The FSB apparently came across the suspected theft as part of a wider investigation into corruption at the defence ministry which led to Mr Serdyukov's sacking earlier this month.
President Vladimir Putin has said he removed the minister in order to ensure a transparent investigation into claims that employees of Oboronservis, a defence agency once headed by Mr Serdyukov, rigged privatisations of military real estate.
Russia's Ryazan museum was opened in 1994 to coincide with the 50th anniversary the following year of Soviet victory in the Second World War. Its collection included Soviet general secretary Khrushchev's six-litre ZIS-110 – worth up to GBP500,000 – and the ZiL-117 in which Cuban leader Castro was escorted during his visit to the Soviet Union in 1972.
Also kept there was the ZiL-111 cabriolet in which cosmonaut Gagarin was triumphantly delivered to Red Square after he became the first man in space in 1961.
The ZiL factory was in the news last month because it produced a luxury new machine for Mr Putin after years of gathering dust.
The Izvestiya newspaper claimed that Mr Serdyukov took a particular interest in the Ryazan collection soon after his appointment five years ago.
"Having found out that we had rare cars, Serdyukov gave an order to prepare him several photo-albums of all the exhibits, and photograph them from all angles," the museum's former director Rudolf Vander, was quoted as saying.
At a later visit to the museum, Mr Serdyukov was said to be accompanied by a young woman who nudged him and said, "We don't have a car like that" when they passed the famous models. "After that, the museum's problems started," said Mr Vander.
However, the timing of the investigation into the "limos affair" raised some questions.
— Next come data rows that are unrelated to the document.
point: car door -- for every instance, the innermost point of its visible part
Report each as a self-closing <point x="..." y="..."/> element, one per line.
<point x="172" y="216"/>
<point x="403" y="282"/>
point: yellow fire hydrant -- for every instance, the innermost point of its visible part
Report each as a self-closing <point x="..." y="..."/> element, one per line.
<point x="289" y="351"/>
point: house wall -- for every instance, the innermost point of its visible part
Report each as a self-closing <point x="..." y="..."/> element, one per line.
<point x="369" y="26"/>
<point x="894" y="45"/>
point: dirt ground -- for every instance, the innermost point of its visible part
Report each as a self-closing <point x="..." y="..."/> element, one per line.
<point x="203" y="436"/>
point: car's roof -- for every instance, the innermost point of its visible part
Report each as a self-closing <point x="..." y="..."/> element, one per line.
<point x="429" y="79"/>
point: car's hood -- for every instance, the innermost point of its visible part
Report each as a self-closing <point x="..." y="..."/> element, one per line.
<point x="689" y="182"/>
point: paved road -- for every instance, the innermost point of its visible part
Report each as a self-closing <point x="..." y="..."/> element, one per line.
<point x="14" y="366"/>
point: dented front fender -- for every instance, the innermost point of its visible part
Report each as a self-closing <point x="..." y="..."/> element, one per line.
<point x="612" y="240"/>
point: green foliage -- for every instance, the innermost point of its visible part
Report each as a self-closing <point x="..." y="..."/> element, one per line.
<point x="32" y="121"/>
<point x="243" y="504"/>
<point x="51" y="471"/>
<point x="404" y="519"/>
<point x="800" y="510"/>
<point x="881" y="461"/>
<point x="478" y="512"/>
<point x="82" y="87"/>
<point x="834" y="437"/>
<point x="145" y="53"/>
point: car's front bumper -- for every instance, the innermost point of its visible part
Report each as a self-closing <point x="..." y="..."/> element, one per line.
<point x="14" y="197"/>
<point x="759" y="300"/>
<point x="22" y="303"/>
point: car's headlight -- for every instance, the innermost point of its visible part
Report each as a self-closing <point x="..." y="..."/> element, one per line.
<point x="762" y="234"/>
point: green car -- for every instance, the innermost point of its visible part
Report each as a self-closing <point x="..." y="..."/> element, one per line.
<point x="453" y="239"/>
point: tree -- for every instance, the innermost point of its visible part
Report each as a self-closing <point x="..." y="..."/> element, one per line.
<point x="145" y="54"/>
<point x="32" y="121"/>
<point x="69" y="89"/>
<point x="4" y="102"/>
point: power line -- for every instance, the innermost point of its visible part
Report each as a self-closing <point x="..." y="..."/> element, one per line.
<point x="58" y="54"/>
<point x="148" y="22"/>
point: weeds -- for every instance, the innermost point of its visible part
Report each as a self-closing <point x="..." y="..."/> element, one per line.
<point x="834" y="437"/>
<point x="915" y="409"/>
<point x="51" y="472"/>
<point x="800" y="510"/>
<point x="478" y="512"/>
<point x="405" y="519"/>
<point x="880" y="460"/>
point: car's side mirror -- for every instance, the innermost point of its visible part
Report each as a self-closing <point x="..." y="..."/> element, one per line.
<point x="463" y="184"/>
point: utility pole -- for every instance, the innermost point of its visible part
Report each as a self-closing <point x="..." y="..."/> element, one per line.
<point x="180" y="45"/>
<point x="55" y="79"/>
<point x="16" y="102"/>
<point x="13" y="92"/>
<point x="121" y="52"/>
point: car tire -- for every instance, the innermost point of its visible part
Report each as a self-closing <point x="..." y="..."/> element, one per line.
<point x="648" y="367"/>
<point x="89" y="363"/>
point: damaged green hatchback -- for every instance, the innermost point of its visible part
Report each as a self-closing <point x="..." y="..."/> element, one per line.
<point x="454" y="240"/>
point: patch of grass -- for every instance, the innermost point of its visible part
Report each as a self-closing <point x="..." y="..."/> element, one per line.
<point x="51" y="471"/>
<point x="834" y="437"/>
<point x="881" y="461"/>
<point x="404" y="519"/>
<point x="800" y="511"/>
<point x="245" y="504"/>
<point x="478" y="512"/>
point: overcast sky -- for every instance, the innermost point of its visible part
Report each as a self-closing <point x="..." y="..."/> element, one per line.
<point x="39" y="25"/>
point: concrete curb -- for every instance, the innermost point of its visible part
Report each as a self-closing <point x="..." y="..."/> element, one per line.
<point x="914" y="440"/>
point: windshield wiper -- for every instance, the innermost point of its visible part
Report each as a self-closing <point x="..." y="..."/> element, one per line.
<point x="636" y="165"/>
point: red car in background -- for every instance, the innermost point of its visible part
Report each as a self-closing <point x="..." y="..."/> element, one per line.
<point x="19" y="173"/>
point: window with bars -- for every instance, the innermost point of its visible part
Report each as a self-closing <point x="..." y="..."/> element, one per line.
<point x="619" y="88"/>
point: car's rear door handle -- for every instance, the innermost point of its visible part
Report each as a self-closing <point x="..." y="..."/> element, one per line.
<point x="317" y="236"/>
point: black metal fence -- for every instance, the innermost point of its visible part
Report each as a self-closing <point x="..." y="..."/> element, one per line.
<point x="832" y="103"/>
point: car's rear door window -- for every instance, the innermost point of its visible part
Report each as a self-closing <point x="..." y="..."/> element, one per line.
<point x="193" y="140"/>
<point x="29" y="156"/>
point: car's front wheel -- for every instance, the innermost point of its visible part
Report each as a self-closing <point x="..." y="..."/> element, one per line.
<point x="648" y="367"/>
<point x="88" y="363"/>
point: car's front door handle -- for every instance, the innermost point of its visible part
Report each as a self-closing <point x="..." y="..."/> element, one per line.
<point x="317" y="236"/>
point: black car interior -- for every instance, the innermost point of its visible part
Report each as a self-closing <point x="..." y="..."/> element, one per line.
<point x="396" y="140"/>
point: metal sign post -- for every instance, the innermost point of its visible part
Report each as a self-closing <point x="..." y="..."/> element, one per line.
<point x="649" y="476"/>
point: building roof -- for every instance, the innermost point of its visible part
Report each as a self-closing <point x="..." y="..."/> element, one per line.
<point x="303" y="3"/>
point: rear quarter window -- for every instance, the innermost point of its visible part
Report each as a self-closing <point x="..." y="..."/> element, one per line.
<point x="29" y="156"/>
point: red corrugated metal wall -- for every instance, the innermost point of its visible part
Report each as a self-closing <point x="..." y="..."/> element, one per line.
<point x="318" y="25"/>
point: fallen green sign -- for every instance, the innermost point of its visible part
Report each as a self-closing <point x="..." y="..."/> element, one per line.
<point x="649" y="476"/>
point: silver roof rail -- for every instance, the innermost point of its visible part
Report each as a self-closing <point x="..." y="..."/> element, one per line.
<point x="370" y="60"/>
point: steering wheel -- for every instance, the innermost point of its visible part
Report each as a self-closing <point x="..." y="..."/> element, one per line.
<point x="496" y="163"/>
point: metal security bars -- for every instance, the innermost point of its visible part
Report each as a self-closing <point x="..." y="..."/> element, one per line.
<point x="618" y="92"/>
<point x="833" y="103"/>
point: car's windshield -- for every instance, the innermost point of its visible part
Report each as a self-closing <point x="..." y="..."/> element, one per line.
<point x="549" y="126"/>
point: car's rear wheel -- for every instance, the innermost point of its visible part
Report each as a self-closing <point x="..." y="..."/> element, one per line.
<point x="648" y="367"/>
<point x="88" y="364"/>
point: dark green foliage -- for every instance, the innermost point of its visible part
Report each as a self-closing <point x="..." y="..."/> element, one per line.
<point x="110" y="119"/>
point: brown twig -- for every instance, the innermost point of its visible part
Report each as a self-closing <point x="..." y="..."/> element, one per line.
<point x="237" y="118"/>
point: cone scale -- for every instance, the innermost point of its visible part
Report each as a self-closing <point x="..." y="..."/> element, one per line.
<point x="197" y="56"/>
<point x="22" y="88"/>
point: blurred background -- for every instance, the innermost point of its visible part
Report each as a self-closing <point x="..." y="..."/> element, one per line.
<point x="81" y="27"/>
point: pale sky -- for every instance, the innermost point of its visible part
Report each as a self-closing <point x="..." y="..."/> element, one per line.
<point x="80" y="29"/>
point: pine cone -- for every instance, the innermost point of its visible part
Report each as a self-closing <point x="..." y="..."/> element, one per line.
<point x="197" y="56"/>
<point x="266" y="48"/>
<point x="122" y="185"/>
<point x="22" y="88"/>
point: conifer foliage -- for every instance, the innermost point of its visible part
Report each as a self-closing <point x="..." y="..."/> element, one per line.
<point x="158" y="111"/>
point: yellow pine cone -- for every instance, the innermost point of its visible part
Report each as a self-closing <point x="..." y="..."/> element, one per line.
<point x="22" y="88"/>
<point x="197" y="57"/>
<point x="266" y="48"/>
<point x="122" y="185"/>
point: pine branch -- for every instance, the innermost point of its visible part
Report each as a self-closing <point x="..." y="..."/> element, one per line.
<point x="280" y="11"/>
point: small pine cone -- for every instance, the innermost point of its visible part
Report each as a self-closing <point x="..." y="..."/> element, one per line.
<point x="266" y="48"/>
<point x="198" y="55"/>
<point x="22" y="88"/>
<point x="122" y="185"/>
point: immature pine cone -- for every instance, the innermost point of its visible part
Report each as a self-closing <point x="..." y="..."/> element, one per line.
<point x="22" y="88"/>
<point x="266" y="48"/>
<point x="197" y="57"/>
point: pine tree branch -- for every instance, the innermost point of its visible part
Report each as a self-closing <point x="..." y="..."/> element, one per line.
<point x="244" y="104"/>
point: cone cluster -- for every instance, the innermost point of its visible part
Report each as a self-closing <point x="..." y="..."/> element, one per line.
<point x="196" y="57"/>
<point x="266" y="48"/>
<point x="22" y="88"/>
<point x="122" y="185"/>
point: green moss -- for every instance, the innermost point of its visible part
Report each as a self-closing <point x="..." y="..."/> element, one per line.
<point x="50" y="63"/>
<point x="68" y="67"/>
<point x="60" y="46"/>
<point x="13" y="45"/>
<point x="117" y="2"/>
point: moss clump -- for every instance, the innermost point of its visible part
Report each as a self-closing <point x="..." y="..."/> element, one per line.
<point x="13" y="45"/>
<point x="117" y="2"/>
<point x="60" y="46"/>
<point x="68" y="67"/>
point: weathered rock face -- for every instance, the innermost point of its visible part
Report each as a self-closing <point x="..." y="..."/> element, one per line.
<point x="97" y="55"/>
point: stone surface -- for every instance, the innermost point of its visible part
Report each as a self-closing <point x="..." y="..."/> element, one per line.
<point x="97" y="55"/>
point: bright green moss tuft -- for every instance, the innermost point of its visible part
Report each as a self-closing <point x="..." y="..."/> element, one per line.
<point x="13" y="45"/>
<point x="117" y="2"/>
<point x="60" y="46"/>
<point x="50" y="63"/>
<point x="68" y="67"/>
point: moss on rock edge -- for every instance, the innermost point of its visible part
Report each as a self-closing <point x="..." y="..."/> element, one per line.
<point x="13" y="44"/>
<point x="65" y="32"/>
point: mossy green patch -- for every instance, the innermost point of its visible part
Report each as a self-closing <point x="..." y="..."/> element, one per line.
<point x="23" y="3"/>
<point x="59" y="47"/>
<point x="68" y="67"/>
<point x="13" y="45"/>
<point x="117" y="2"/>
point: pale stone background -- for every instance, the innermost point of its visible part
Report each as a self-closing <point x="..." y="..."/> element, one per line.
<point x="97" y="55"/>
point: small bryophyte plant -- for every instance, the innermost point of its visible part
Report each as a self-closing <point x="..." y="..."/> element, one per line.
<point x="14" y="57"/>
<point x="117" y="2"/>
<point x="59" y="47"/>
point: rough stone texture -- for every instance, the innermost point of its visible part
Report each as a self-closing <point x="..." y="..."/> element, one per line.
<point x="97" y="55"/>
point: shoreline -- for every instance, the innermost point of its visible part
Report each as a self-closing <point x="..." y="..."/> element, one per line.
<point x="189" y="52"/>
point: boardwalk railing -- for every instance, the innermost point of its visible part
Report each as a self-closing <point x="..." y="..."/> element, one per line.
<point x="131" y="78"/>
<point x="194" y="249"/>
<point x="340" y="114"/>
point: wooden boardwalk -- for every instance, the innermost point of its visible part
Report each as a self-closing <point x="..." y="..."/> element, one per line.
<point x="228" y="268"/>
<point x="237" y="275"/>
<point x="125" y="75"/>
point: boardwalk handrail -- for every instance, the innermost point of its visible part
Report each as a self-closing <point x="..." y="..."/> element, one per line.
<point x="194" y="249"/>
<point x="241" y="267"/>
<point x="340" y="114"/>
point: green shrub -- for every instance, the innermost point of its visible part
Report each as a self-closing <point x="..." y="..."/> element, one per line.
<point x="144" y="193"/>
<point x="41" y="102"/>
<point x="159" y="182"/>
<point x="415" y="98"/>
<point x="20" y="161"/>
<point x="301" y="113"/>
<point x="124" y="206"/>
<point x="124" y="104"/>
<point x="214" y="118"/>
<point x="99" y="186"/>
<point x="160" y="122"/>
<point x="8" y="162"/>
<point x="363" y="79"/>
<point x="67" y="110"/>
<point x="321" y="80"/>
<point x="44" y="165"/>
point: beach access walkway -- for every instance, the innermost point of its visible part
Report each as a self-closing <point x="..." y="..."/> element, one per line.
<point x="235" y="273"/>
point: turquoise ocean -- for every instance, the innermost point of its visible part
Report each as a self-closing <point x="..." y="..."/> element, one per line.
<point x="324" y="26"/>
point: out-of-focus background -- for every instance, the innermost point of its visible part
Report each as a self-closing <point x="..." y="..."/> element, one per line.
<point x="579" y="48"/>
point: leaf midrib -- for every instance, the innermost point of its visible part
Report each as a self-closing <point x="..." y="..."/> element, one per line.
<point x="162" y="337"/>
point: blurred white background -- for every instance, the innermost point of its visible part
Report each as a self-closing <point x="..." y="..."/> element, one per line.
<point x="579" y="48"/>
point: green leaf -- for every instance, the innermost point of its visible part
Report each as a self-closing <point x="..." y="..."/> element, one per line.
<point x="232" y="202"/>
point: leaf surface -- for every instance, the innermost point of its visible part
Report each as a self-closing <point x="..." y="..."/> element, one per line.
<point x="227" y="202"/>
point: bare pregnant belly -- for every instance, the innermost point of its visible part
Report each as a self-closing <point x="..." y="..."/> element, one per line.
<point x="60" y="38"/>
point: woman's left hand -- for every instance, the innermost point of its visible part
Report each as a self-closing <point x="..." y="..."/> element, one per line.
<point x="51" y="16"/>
There has been a determined campaign to discredit Mr Serdyukov in state-linked media. Some commentators have suggested he fell victim to the Oboronservis probe because of his alleged extramarital affair with a young woman who is one of the suspects in the case.
Mr Serdyukov's father-in-law is Viktor Zubkov, the powerful chairman of the Gazprom state energy giant and an ally of Mr Putin. Mr Zubkov is thought to be unhappy with how the ex defence minister treated his daughter.